Excellent education - The Faculty of Architecture and Fine Art
NTNU is in the final for a national center of excellence in education
NTNU is in the final for a national center of excellence in education
(2013-10-23) Architectural education and computer science education at NTNU are finalists in the competition for a national center of excellence in education.
24 educational environments in Norway have applied to establish a Centre of Excellence in Education (SFU). Now the Norwegian Agency for Quality Assurance in Education, NOKUT, selected eight finalists. Among them are two applicants from NTNU: "Transformative Learning in Architectural Education" (TransARK) hosted by the faculty and "Innovative teaching in Information Technology" (2IT) hosted by Department of Computer and Information Science.
Status as a Centre of Excellence in Education should be assigned environments that already can demonstrate outstanding quality and innovative practices in education. An important requirement for the centers is the dissemination of results and knowledge dissemination.
The winners will be announced on November 8, 2013.
More information in the TransARK- application (.pdf)
At the same time, our education is published nationally and worldwide.
Professor Hans Skotte wrote an essay in the October edition of the magazine Architectural Rewiew called "Learning by building". Skotte explains about our Faculty's teaching philosophy and -methods and the experiences we have made by allowing construction projects to be an important part of education.
Skotte notes that several of the Faculty's architecture students and graduates have achieved international success in recent years, such as Tyin tegnestue.

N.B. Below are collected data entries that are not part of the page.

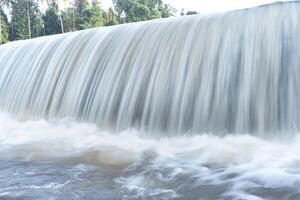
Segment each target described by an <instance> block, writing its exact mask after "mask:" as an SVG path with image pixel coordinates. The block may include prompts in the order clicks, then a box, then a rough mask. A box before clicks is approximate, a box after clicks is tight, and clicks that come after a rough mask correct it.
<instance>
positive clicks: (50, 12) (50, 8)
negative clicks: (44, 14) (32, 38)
mask: <svg viewBox="0 0 300 200" xmlns="http://www.w3.org/2000/svg"><path fill="white" fill-rule="evenodd" d="M43 20H44V26H45V34H46V35H53V34H57V33H61V32H62V31H61V25H60V20H59V17H58V6H57V4H56V2H55V1H52V2H50V4H49V7H48V9H47V10H46V12H45V15H44V16H43Z"/></svg>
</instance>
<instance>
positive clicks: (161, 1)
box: [113, 0, 174, 23]
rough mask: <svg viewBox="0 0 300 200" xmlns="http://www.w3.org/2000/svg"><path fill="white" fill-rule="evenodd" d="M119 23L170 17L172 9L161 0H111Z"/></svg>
mask: <svg viewBox="0 0 300 200" xmlns="http://www.w3.org/2000/svg"><path fill="white" fill-rule="evenodd" d="M113 3H114V6H115V10H116V12H117V15H118V20H119V22H120V23H128V22H137V21H145V20H150V19H156V18H162V17H170V16H172V15H173V14H174V12H173V11H174V9H173V8H172V7H171V6H170V5H167V4H163V2H162V1H161V0H113Z"/></svg>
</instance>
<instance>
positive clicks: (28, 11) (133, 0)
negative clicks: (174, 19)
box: [0, 0, 176, 43]
mask: <svg viewBox="0 0 300 200" xmlns="http://www.w3.org/2000/svg"><path fill="white" fill-rule="evenodd" d="M0 1H1V5H2V6H5V7H6V9H5V10H6V11H10V12H9V14H10V17H9V19H10V21H8V17H7V16H6V14H5V13H4V12H3V10H0V11H1V15H0V19H1V22H2V23H1V33H2V34H1V40H2V43H4V42H7V41H8V40H11V41H13V40H21V39H28V38H32V37H39V36H41V35H53V34H58V33H62V32H70V31H76V30H83V29H87V28H94V27H99V26H111V25H116V24H122V23H129V22H138V21H145V20H150V19H156V18H166V17H170V16H172V15H173V14H174V13H175V12H176V10H175V9H174V8H172V6H170V5H168V4H164V3H163V2H162V0H113V3H114V8H109V9H108V10H106V11H105V10H103V9H102V8H101V3H100V2H99V1H100V0H92V2H91V1H90V0H74V1H73V4H72V5H71V7H68V8H66V9H65V10H63V11H60V10H59V9H58V5H57V0H0ZM39 2H44V3H45V2H46V3H47V4H48V8H47V10H46V11H45V13H43V14H42V13H41V11H40V9H39V7H38V5H39ZM7 13H8V12H7Z"/></svg>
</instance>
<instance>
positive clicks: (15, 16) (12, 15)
mask: <svg viewBox="0 0 300 200" xmlns="http://www.w3.org/2000/svg"><path fill="white" fill-rule="evenodd" d="M28 14H29V19H28ZM41 16H42V14H41V12H40V11H39V8H38V5H37V3H35V2H32V1H25V0H14V1H12V16H11V23H12V24H13V26H12V27H11V29H12V30H11V40H20V39H28V38H31V37H38V36H41V35H42V33H43V24H42V19H41Z"/></svg>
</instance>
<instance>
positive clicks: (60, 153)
mask: <svg viewBox="0 0 300 200" xmlns="http://www.w3.org/2000/svg"><path fill="white" fill-rule="evenodd" d="M299 129H300V3H298V2H286V3H275V4H271V5H266V6H260V7H257V8H251V9H244V10H238V11H232V12H226V13H219V14H211V15H196V16H185V17H178V18H170V19H160V20H154V21H148V22H140V23H132V24H124V25H118V26H112V27H101V28H96V29H90V30H84V31H79V32H73V33H66V34H60V35H54V36H48V37H42V38H36V39H31V40H24V41H16V42H10V43H8V44H5V45H1V46H0V199H24V200H49V199H57V200H66V199H68V200H82V199H84V200H116V199H120V200H121V199H122V200H140V199H149V200H181V199H182V200H199V199H201V200H214V199H218V200H232V199H235V200H241V199H243V200H270V199H272V200H299V199H300V148H299V146H300V135H299V131H300V130H299Z"/></svg>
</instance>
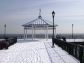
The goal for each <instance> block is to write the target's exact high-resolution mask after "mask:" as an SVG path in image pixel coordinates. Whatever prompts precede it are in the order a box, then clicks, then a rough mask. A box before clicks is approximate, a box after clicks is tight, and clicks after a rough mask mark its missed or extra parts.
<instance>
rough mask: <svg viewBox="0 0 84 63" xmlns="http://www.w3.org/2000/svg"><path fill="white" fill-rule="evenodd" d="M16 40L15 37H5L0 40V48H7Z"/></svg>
mask: <svg viewBox="0 0 84 63" xmlns="http://www.w3.org/2000/svg"><path fill="white" fill-rule="evenodd" d="M16 42H17V38H16V37H13V38H5V39H4V40H1V41H0V50H2V49H8V47H9V46H11V45H13V44H15V43H16Z"/></svg>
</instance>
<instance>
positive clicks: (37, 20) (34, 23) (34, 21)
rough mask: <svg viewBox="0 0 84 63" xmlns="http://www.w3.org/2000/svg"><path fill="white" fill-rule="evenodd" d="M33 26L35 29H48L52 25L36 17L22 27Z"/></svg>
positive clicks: (50, 23)
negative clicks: (36, 28) (34, 18)
mask: <svg viewBox="0 0 84 63" xmlns="http://www.w3.org/2000/svg"><path fill="white" fill-rule="evenodd" d="M32 25H33V26H37V27H43V26H48V27H53V25H52V23H49V21H47V20H44V19H43V18H42V17H41V16H38V18H36V19H34V20H32V21H30V22H28V23H26V24H23V25H22V26H23V27H32Z"/></svg>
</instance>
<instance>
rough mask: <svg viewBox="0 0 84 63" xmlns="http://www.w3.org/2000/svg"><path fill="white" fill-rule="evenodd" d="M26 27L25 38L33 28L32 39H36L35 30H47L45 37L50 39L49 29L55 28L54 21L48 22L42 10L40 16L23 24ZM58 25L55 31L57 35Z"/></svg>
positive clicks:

He askes if our teaching methods in architectural education might have something to do with this.
The Architectural Review
While the essay in Architectural Review focuses on learning through construction, the Norwegian magazine Architecture N (05-13) gives fresh examples of construction projects of existing and newly trained students at the faculty.
Students and staff are also involved in almost 20 pages on urban development projects in the latest issue of Architecture N (06-13).